The big catches might come early on, but as manufacturers continue to rely on the data, they start finding instead little problems that are kept from turning into big problems, Courtney says. “Uptime is the key factor,” he emphasizes. “The value is not in the big catch, but in the day-to-day stuff.”
One example of a little problem that would’ve turned big if not caught early was at a facility in a remote part of Russia, where nobody was kept on site. GE alerted the customer to a vibration issue with a key asset. The customer sent out a technician to find that a footing bolt had come loose. He tightened the bolt and the issue was fixed. The client was annoyed, saying, “We’re not paying you to discover a bolt loose.” GE’s response? “Yes you are.”

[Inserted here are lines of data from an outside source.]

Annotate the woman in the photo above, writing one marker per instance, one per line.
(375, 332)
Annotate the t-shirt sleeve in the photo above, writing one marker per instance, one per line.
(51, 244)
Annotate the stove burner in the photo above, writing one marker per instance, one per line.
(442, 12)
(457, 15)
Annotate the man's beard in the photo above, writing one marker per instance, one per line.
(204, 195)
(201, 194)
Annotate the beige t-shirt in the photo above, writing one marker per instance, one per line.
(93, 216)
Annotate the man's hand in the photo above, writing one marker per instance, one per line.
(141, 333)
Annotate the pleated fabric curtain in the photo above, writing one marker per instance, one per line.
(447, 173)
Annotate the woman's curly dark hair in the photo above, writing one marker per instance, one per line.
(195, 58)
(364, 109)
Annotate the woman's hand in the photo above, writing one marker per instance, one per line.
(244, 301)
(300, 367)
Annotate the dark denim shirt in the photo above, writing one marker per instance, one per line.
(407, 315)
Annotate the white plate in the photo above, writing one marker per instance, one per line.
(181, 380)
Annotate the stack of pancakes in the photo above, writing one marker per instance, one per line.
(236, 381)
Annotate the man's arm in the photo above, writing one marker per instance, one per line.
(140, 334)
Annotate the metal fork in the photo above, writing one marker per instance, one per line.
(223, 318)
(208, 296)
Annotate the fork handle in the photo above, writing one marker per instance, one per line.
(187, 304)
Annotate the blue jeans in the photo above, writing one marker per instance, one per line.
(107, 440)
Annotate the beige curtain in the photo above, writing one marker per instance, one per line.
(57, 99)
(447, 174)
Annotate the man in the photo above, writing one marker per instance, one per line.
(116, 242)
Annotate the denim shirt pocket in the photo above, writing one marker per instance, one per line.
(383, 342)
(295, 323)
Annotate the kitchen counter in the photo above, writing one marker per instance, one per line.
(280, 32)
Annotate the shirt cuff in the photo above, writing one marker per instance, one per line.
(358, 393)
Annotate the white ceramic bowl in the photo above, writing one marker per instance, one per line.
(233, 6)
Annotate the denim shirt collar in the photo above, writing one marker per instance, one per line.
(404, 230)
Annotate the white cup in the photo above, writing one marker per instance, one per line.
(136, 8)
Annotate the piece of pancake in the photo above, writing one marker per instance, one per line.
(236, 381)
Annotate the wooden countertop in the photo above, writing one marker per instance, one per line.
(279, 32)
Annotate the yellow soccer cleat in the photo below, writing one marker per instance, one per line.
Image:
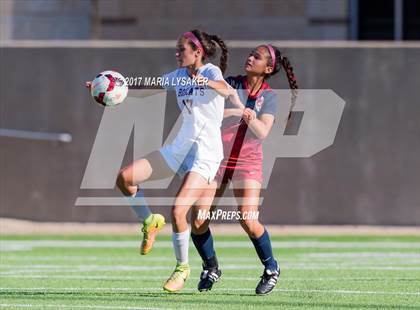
(151, 226)
(177, 280)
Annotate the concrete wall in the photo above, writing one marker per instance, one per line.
(161, 19)
(371, 175)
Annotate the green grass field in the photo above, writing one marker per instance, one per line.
(92, 272)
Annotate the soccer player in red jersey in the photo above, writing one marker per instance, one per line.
(248, 118)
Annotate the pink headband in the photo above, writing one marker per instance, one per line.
(272, 54)
(189, 35)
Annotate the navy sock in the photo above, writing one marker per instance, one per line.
(204, 246)
(265, 253)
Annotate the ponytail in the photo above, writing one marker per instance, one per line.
(208, 43)
(283, 62)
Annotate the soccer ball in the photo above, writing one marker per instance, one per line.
(109, 88)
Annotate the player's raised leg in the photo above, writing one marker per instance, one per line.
(152, 167)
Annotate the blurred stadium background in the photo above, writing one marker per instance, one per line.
(365, 51)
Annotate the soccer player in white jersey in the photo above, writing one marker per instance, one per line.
(196, 151)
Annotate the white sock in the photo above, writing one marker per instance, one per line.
(181, 243)
(142, 211)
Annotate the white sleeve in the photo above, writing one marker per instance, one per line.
(215, 74)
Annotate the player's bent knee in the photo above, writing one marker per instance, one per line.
(178, 214)
(199, 226)
(249, 226)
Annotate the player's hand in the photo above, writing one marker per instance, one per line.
(249, 115)
(235, 100)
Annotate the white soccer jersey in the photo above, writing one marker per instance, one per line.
(202, 112)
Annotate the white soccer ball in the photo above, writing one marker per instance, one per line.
(109, 88)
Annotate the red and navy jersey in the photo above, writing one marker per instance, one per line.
(241, 147)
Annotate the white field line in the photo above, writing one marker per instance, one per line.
(10, 245)
(130, 289)
(227, 278)
(60, 306)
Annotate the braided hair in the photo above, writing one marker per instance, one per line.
(209, 42)
(283, 62)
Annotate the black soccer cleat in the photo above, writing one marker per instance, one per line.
(268, 281)
(207, 278)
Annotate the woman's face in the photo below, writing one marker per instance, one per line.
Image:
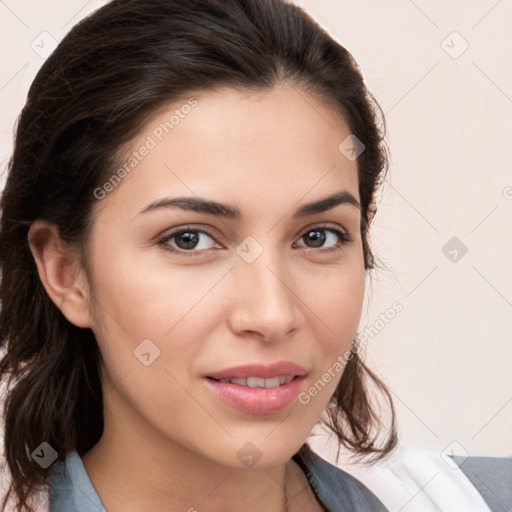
(272, 284)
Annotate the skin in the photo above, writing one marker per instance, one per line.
(169, 443)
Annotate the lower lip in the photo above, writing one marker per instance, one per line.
(257, 400)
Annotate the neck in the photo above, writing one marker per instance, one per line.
(134, 469)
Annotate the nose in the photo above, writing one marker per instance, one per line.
(264, 302)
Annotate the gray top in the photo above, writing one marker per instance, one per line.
(337, 491)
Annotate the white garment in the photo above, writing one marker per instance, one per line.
(411, 480)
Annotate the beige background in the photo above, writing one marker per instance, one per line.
(447, 355)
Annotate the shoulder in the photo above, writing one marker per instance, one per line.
(338, 490)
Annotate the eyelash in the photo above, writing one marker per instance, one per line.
(343, 237)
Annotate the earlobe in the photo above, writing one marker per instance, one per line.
(60, 273)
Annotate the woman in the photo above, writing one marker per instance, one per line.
(184, 247)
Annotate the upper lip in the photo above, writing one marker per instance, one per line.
(260, 370)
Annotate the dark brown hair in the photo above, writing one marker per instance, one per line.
(105, 79)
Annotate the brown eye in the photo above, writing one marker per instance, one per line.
(317, 237)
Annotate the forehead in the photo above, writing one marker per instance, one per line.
(269, 148)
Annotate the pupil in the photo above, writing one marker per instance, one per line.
(318, 238)
(189, 238)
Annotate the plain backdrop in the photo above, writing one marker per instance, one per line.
(442, 73)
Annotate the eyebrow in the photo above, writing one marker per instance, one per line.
(200, 205)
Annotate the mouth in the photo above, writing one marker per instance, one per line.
(259, 382)
(258, 389)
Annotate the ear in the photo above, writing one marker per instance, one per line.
(60, 272)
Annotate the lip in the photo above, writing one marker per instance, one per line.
(257, 400)
(260, 370)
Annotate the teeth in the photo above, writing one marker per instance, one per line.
(258, 382)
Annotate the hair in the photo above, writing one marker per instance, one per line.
(108, 76)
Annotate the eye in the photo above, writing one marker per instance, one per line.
(320, 235)
(187, 240)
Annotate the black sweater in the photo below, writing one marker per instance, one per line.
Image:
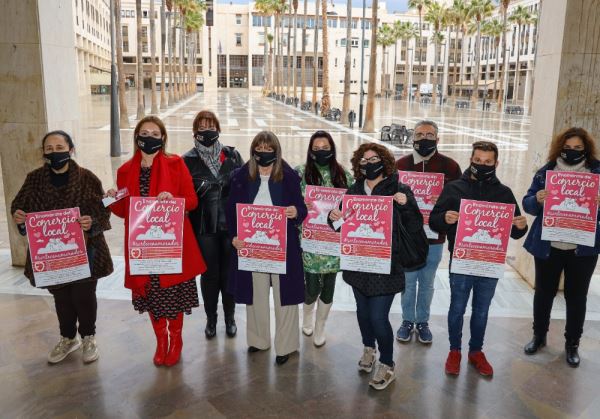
(468, 188)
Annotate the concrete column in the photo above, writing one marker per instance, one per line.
(38, 81)
(566, 87)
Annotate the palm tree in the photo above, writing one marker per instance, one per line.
(139, 83)
(436, 15)
(479, 10)
(303, 59)
(504, 9)
(123, 114)
(325, 100)
(419, 5)
(520, 17)
(347, 64)
(385, 37)
(369, 125)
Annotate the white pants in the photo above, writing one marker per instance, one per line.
(287, 329)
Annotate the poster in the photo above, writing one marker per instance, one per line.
(425, 186)
(570, 208)
(57, 247)
(482, 236)
(155, 236)
(366, 236)
(317, 235)
(263, 229)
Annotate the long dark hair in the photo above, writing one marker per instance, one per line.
(312, 175)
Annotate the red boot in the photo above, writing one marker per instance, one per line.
(162, 339)
(175, 340)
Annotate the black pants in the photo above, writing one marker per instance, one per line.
(578, 273)
(76, 302)
(216, 249)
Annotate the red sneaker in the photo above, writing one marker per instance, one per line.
(480, 362)
(453, 362)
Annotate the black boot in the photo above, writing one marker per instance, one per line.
(211, 327)
(230, 327)
(572, 353)
(535, 344)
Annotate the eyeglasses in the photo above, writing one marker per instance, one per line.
(372, 159)
(429, 136)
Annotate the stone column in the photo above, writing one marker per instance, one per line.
(38, 81)
(566, 88)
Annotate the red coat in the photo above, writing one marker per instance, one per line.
(169, 174)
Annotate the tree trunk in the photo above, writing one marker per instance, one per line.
(325, 101)
(370, 109)
(347, 64)
(123, 113)
(140, 65)
(154, 106)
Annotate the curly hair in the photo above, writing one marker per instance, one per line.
(389, 164)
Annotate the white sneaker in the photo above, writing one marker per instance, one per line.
(90, 349)
(383, 377)
(63, 348)
(367, 360)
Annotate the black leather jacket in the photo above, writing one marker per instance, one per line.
(209, 216)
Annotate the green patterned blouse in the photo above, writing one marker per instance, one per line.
(315, 263)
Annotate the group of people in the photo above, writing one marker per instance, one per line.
(213, 179)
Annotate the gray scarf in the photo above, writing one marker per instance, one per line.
(211, 156)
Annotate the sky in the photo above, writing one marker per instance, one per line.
(392, 5)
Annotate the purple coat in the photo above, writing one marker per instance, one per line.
(284, 194)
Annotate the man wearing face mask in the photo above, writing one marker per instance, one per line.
(478, 182)
(418, 292)
(211, 164)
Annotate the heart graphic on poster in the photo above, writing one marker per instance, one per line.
(459, 253)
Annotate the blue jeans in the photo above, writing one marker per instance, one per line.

If that bolt had stayed loose, the customer would’ve had a much bigger problem on its hands. “We’re finding problems further and further into the future. As you get closer to asset health, the problems get smaller and smaller,” Courtney says. But if the customer doesn’t accept a shift in thinking, understanding the value in finding the little problems, then they will face much greater expenses in lost production and asset repair. “That’s expensive learning for a customer.”
GE’s Industrial Performance and Reliability Center has $5 billion worth of assets under its management—160+ units, 4,000+ assets and 100,000+ sensors—and avoids tens of millions of dollars in costs for its customers. The equipment is monitored based on what’s critical to the individual customer, Stoecker notes, letting them make the shift from reactive to proactive maintenance. “We estimate that we save $80 million a year across all our customers,” he says.